Sunday, July 10, 2011

Concentrating Authority

In the Asplund Chart, political power will concentrate along the lines A, B, C, and D.  Because politicians attain power by obtaining the support of multiple factions, they need to occupy (or at least seem to occupy) the ideological ground near the boundaries between these factions. If political involvement was distributed equally between every possible ideological stance, the distribution of power would look something like the figure below.


The yellow areas around the numbered points represent the four equally powerful political consensus points.  The blue area shows the political mainstream, while the darkening shades of gray represent successively more extreme and marginal ideologies.  This is the best case scenario under the Asplund Chart framework.  As I'll go over in more detail in a later post, this is the type of balanced political system the framers were hoping to institutionalize through the second US Constitution.

Any political system that does not maintain separate, competing, and equally powerful coalitions at or near those four points will transition into the power arrangement in the figure below.

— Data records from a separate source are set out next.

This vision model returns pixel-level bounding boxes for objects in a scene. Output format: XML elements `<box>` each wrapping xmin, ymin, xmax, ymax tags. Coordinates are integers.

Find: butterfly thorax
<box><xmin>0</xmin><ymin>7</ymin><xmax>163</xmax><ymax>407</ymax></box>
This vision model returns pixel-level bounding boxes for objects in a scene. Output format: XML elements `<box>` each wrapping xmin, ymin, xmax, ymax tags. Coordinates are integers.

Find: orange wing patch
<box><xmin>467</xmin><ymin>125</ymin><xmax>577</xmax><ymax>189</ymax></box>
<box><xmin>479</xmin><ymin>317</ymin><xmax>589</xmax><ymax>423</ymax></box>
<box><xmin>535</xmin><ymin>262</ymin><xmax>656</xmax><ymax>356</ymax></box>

The coalition that occupies point 4 will come to dominate the political landscape.  The smaller concentrations of power at points 2 and 3 represent coalitions that sometimes support and sometimes oppose the coalition at point 4.  The political battles between the coalitions at point 2 and 3 will tend to distract attention from the systematic centralization of power at point 4.  The fourth consensus (point 1) will be politically powerless and only barely inside the political mainstream.

This creates a Prisoners' Dilemma situation where opponents of the central authority (anyone above line C or D) must choose between supporting a somewhat powerful consensus (points 2 or 3) that will possibly sell out to the central authority or the powerless and ineffective anti-establishment consensus at point 1.  As long at most political participants choose to support consensus 2 or 3, the moderate consensus establishment at point 4 will maintain its hold on the political decision-making process.

The only relatively peaceful way to get from the second figure to the first is for the minor coalitions at points 2 and 3 to break all ties with the coalition at point 4 and actively cooperate to empower the ideology of the anti-establishment consensus at point 4.  This type of transition is extremely unlikely, but would be better than the other alternatives.